6.6 x 9.5
108 Pgs
$16.95 CAD/$14.95 USD

Master satirist tackles the contract everyone agrees to but no one reads

For his newest project, R. Sikoryak tackles the monstrously and infamously dense legal document, iTunes Terms and Conditions, the contract everyone agrees to but no one reads.  In a word for word 94-page adaptation, Sikoryak hilariously turns the agreement on its head – each page features an avatar of Apple cofounder and legendary visionary Steve Jobs juxtaposed with a different classic strip such as Mort Walker’s Beatle Bailey, or a contemporary graphic novel such as Craig Thompson’s Blankets or Marjane Satrapi’s Persepolis.

Adapting the legalese of the iTunes Terms and Conditions into another medium seems like an unfathomable undertaking, yet Sikoryak creates a surprisingly readable document, far different from its original, purely textual incarnation and thus proving the accessibility and flexibility of comics. When Sikoryak parodies Kate Beaton’s Hark A Vagrant peasant comics with Steve Jobs discussing objectionable material or Homer Simpson as Steve Jobs warning of the penalties of copyright infringement, Terms and Conditions serves as a surreal record of our modern digital age where technology competes with enduringly ironclad mediums.

Praise for Terms and Conditions

Juxtaposing the dull subject matter against the artistic variety and Sikoryak's skill makes for surprisingly engaging reading -- proof, if it were needed, that comics make everything better.

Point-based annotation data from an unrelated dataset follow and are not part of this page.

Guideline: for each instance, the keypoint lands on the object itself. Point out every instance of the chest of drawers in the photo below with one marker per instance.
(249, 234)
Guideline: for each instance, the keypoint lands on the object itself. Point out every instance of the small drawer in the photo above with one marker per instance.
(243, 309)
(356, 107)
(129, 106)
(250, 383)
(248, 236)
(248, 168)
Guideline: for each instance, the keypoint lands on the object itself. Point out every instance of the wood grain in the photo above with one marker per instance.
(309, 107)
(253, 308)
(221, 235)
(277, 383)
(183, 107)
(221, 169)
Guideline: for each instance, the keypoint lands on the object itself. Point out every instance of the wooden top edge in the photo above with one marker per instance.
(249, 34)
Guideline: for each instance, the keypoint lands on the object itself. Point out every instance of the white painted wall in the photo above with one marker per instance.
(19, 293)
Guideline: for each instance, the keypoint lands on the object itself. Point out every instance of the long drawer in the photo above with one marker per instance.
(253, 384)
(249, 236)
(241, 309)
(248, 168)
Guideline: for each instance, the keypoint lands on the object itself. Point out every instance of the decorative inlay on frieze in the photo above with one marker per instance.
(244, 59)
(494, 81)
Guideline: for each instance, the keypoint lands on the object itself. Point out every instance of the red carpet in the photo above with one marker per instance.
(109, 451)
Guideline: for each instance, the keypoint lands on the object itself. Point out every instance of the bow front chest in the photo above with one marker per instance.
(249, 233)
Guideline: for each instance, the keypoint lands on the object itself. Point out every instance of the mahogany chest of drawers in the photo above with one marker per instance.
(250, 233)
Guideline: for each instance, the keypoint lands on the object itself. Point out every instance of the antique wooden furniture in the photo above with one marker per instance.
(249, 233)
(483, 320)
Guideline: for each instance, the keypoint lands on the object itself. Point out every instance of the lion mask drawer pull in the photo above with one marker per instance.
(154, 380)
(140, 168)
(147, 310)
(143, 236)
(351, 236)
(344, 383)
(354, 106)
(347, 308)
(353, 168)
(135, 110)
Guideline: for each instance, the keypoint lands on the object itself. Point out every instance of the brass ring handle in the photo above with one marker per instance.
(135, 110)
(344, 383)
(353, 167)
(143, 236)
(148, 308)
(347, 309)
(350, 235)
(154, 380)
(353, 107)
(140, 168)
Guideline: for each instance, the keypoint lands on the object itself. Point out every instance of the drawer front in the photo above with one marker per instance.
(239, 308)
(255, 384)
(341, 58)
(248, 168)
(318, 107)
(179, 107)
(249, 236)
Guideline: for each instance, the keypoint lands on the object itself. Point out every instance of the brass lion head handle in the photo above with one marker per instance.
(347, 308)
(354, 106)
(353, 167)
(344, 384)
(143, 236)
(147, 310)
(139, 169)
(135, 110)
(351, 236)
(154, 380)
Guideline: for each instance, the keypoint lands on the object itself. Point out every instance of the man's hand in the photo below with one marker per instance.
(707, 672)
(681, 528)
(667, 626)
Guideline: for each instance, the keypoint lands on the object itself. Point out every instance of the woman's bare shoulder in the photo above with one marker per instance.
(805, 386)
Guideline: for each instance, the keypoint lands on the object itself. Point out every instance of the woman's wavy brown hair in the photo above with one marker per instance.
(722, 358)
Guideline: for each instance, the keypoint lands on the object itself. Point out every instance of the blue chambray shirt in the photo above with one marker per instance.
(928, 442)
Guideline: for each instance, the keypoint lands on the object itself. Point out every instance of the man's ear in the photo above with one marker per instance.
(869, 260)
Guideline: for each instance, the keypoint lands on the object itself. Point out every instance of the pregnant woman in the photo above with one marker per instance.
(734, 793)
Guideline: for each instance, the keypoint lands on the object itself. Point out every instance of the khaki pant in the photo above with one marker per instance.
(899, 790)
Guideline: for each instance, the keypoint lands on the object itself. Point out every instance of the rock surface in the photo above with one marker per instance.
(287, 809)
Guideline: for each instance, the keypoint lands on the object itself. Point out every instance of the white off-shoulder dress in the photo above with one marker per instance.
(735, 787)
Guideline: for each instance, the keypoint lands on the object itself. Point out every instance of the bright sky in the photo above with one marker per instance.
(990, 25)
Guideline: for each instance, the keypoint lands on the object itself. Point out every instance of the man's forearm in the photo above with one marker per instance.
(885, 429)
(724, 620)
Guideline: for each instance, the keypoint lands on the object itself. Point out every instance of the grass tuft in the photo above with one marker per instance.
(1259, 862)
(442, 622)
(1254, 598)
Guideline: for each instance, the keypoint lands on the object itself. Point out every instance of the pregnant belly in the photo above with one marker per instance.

Awesome” and “inspiring” probably aren’t the words that leap to mind when you scroll through Apple’s iTunes contract — but that’s about to change… Artist Robert Sikoryak has been converting the “unabridged” legal text… into a series of gorgeous comic parodies.

The Huffington Post

… this creative cartoonist has taken the boring iTunes terms and conditions and turned it into a graphic novel that is actually worth reading.

Tech Times

Outside of the novelty of such a project (and its usefulness, since you're far more likely to actually read the godforsaken thing now) the best part is seeing Sikoryak style every page into a different comics homage.


It’s a fascinating, very well-drawn reframing of the binding agreement that all of us are far too unfamiliar with.